O grupo de reflexão norte-americano afirma que o calendário da viagem de Biden à Europa sinaliza claramente a continuação do apoio ocidental à Ucrânia após concertação de esforços russos para dissuadir a ajuda militar e o apoio político ocidentais.

O presidente ucraniano Volodymyr Zelenskyy declarou que a Ucrânia continuará a defender Bakhmut mas "não a qualquer custo". Zelenskyy e o Ministro da Defesa ucraniano Oleksii Reznikov também sublinharam que as tropas ucranianas continuam a preparar-se para contra-ofensivas no curto prazo.  Há muito que ficou claro que a Ucrânia não irá continuar a defender Bakhmut se correr o risco de ver um grande número de tropas ucranianas cercadas.
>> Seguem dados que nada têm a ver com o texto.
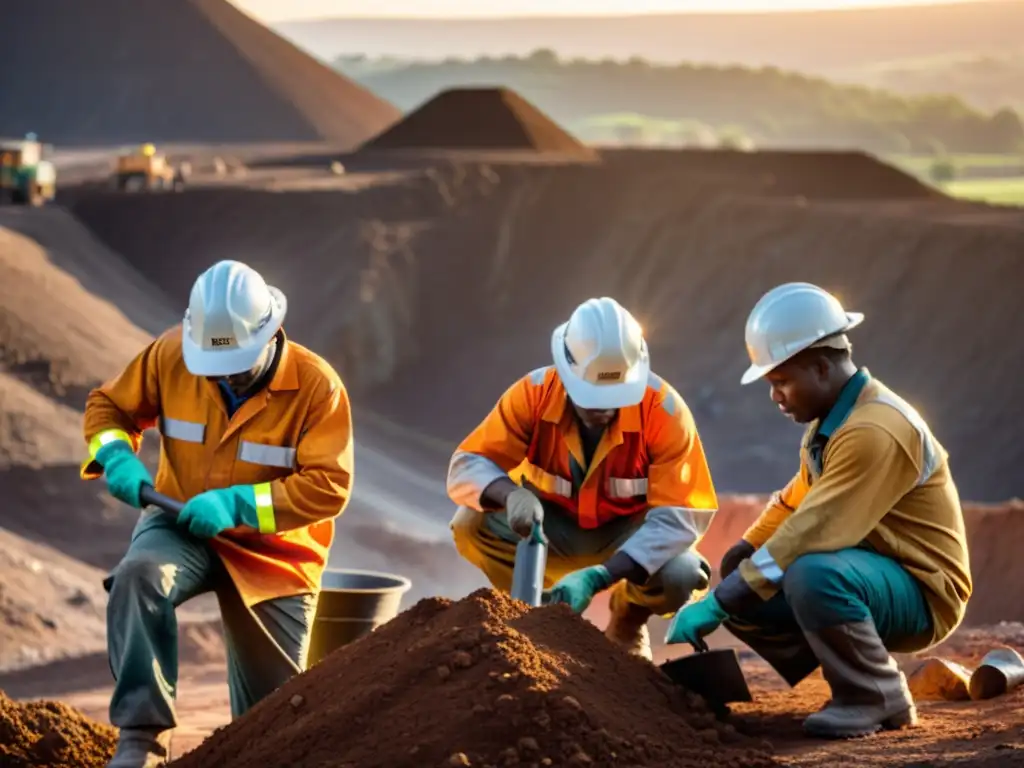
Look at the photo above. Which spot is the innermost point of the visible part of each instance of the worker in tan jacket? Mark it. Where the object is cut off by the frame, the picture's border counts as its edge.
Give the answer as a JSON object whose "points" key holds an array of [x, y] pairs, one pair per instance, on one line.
{"points": [[257, 439], [863, 552], [604, 456]]}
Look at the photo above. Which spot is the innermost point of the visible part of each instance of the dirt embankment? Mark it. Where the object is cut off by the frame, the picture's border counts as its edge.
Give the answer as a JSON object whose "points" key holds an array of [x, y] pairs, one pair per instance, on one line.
{"points": [[200, 71], [433, 295], [481, 681], [71, 312], [49, 734]]}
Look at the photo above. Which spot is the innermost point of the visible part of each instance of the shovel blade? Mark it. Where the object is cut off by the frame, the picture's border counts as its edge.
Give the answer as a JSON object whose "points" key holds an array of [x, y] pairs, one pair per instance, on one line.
{"points": [[716, 675]]}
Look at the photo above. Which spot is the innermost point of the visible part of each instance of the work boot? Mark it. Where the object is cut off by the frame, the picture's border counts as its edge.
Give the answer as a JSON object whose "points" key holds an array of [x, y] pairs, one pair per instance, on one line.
{"points": [[141, 748], [628, 625], [868, 690]]}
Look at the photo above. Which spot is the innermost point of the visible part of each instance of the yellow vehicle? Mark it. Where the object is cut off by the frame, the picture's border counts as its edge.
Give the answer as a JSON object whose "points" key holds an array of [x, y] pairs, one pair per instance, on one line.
{"points": [[145, 169]]}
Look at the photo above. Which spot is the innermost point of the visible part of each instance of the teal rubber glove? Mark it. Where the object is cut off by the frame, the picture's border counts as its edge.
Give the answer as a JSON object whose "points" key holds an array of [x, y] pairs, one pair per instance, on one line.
{"points": [[215, 511], [124, 471], [693, 622], [579, 588]]}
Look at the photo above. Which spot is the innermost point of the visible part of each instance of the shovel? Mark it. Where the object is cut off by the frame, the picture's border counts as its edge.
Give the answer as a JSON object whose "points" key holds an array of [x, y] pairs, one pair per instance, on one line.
{"points": [[151, 497], [715, 675], [147, 496], [530, 562]]}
Segundo o Instituto para o Estudo da Guerra o comando militar russo provavelmente cortou o acesso direto de Yevgeny Prigozhin às ogivas de artilharia e ao armamento pesado como parte do esforço de profissionalização das forças convencionais russas, deixando o grupo Wagner com "total falta de munições".

O grupo de reflexão diz: Prigozhin pode ter deturpado o o impacto devastador da falta de munições de artilharia no grupo Wagner para mascarar a verdadeira frustração com a incapacidade de operar os seus próprios sistemas de artilharia.